A Geometry of Interaction for Polarized Linear Logic

We present a Geometry of Interaction (GoI) model for the multiplicative fragment (without structural rules) of Olivier Laurent's polarized linear logic. The problem of GoI peculiar to such logics is to semantically characterize the focalization property as well as the dynamics of cut-elimination.

Our GoI consists of the following two parts:

(i) A polarized GoI situation is presented by accommodating multi-points to a traced monoidal category. A key ingredient for the accommodation is uniformity of traces for multi-points. The setting, in which polarized proofs are interpreted, is a minimal categorical condition necessary to interpret polarized GoI, having the same spirit as the usual GoI situation a la Haghverdi-Scott. Execution formulas are defined over the interpretation of proofs and running the formulas is shown to characterize the focusing property as well as invariance of cut-elimination.

(ii) The Int construction (Joyal-Street-Verity '96) is investigated in the presence of categorical pullbacks.

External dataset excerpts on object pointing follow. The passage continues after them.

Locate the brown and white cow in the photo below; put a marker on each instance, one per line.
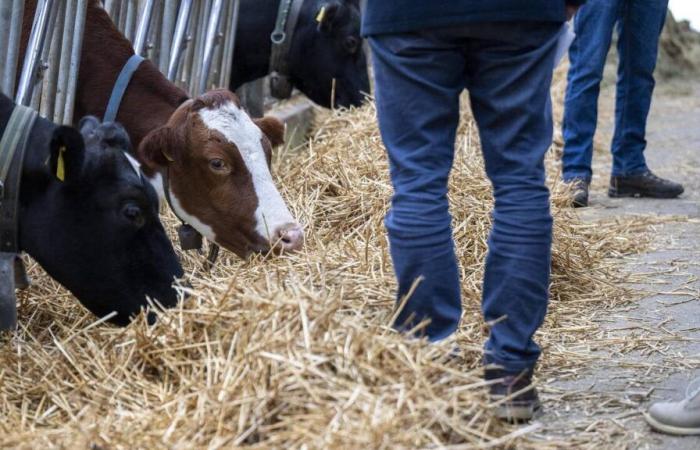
(215, 157)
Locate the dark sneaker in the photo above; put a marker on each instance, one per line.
(579, 192)
(515, 398)
(680, 418)
(644, 185)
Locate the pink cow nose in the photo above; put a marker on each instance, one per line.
(289, 237)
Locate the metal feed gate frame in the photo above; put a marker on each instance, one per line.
(190, 41)
(48, 71)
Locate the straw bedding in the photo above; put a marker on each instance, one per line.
(296, 352)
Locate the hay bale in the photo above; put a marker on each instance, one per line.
(297, 351)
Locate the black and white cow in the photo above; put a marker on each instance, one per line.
(325, 47)
(97, 232)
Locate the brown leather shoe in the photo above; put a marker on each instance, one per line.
(515, 398)
(644, 185)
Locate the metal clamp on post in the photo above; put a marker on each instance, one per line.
(282, 37)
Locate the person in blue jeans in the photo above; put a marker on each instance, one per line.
(639, 24)
(503, 52)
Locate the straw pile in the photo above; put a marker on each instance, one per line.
(295, 352)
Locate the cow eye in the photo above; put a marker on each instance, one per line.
(351, 44)
(133, 214)
(218, 165)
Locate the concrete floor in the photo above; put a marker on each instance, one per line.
(668, 316)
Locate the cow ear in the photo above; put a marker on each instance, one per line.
(67, 154)
(88, 124)
(158, 148)
(327, 16)
(273, 129)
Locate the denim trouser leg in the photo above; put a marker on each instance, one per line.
(640, 25)
(419, 76)
(593, 25)
(417, 92)
(516, 280)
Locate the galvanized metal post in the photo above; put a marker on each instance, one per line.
(230, 28)
(143, 27)
(213, 25)
(74, 64)
(167, 36)
(50, 81)
(178, 42)
(34, 50)
(10, 30)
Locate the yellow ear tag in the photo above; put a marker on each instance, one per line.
(321, 15)
(61, 164)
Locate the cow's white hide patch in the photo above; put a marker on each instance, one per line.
(238, 128)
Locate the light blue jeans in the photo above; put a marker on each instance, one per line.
(639, 24)
(507, 68)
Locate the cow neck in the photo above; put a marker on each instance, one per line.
(150, 98)
(13, 146)
(253, 44)
(190, 238)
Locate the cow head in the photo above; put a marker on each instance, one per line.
(215, 162)
(92, 222)
(329, 30)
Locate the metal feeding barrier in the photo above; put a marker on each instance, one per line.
(48, 70)
(191, 42)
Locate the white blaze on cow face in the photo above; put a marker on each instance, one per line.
(238, 128)
(134, 164)
(204, 229)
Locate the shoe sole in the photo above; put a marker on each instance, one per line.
(612, 193)
(517, 414)
(670, 429)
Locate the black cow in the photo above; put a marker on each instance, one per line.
(321, 50)
(97, 232)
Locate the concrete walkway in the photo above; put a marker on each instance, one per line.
(658, 350)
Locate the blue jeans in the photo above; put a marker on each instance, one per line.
(507, 68)
(639, 25)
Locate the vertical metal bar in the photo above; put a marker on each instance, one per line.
(184, 74)
(110, 6)
(121, 24)
(13, 29)
(214, 18)
(178, 42)
(74, 66)
(152, 49)
(167, 34)
(53, 61)
(63, 71)
(34, 50)
(231, 27)
(143, 27)
(194, 66)
(215, 70)
(131, 11)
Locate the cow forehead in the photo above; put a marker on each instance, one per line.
(237, 127)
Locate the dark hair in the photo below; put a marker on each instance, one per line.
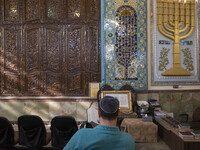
(109, 107)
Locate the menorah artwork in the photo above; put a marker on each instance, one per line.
(176, 21)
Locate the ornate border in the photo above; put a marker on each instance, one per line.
(107, 56)
(169, 80)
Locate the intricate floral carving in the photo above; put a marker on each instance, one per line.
(53, 9)
(11, 84)
(53, 50)
(74, 82)
(74, 51)
(74, 10)
(54, 84)
(33, 84)
(32, 50)
(10, 52)
(12, 10)
(94, 50)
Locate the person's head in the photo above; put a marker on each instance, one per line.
(109, 108)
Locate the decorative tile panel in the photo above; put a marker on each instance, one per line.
(124, 43)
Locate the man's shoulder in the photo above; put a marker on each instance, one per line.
(85, 130)
(127, 135)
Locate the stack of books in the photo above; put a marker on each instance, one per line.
(186, 135)
(184, 127)
(196, 134)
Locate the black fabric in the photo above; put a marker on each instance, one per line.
(31, 138)
(3, 136)
(86, 125)
(6, 132)
(62, 129)
(32, 132)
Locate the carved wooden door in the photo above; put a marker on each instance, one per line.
(49, 47)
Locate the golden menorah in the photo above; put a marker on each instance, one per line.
(176, 21)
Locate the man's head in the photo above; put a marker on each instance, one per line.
(109, 107)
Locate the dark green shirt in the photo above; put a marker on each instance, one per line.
(101, 138)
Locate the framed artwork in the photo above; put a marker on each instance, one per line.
(174, 42)
(124, 43)
(124, 97)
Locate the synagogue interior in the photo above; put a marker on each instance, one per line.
(59, 58)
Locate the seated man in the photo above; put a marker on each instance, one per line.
(105, 136)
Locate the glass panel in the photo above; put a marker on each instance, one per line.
(74, 8)
(52, 9)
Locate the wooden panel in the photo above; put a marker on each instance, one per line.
(94, 49)
(42, 46)
(32, 49)
(75, 9)
(76, 83)
(75, 48)
(10, 64)
(54, 83)
(54, 10)
(11, 11)
(53, 60)
(53, 55)
(32, 58)
(33, 84)
(32, 11)
(11, 84)
(93, 9)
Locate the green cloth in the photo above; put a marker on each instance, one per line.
(101, 138)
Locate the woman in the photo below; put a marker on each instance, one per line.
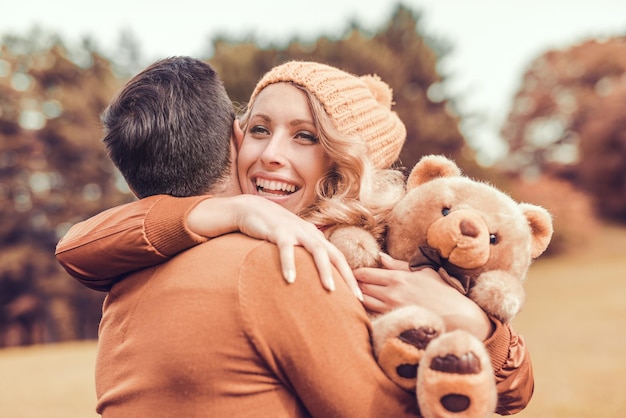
(318, 141)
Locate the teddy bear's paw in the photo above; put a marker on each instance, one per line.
(360, 247)
(400, 339)
(456, 379)
(499, 293)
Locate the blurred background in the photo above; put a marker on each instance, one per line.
(527, 95)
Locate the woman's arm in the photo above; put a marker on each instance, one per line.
(101, 250)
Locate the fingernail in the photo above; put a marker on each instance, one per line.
(358, 293)
(290, 276)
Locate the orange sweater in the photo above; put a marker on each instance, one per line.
(99, 251)
(217, 332)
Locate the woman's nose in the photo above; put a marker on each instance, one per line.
(275, 152)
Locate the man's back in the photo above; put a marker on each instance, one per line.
(217, 332)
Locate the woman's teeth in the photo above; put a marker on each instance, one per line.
(274, 187)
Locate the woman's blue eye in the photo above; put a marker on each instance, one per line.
(258, 129)
(308, 137)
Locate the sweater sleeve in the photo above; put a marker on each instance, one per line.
(100, 251)
(316, 342)
(512, 366)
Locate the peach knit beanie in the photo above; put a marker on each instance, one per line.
(358, 106)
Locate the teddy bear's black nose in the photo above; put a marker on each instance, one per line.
(469, 229)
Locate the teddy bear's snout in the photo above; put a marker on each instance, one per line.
(469, 229)
(462, 238)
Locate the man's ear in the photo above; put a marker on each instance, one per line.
(238, 133)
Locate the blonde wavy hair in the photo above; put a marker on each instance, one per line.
(352, 192)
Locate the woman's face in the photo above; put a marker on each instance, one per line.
(280, 157)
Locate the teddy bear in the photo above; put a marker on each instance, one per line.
(482, 243)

Our construction yields a compact version of Hamano-Scott's polarized category ('07) so that positive and negative monoidal categories arise which are contravariant to each other and whose forgetful functors to the original (compact closed) Int category have adjoints corresponding to the polarity changing operators.

A non-compact model is also presented inside an instance of (ii) to the category of multi-pointed relations thanks to their unique decompositionality.

(This is joint work with Phil Scott.)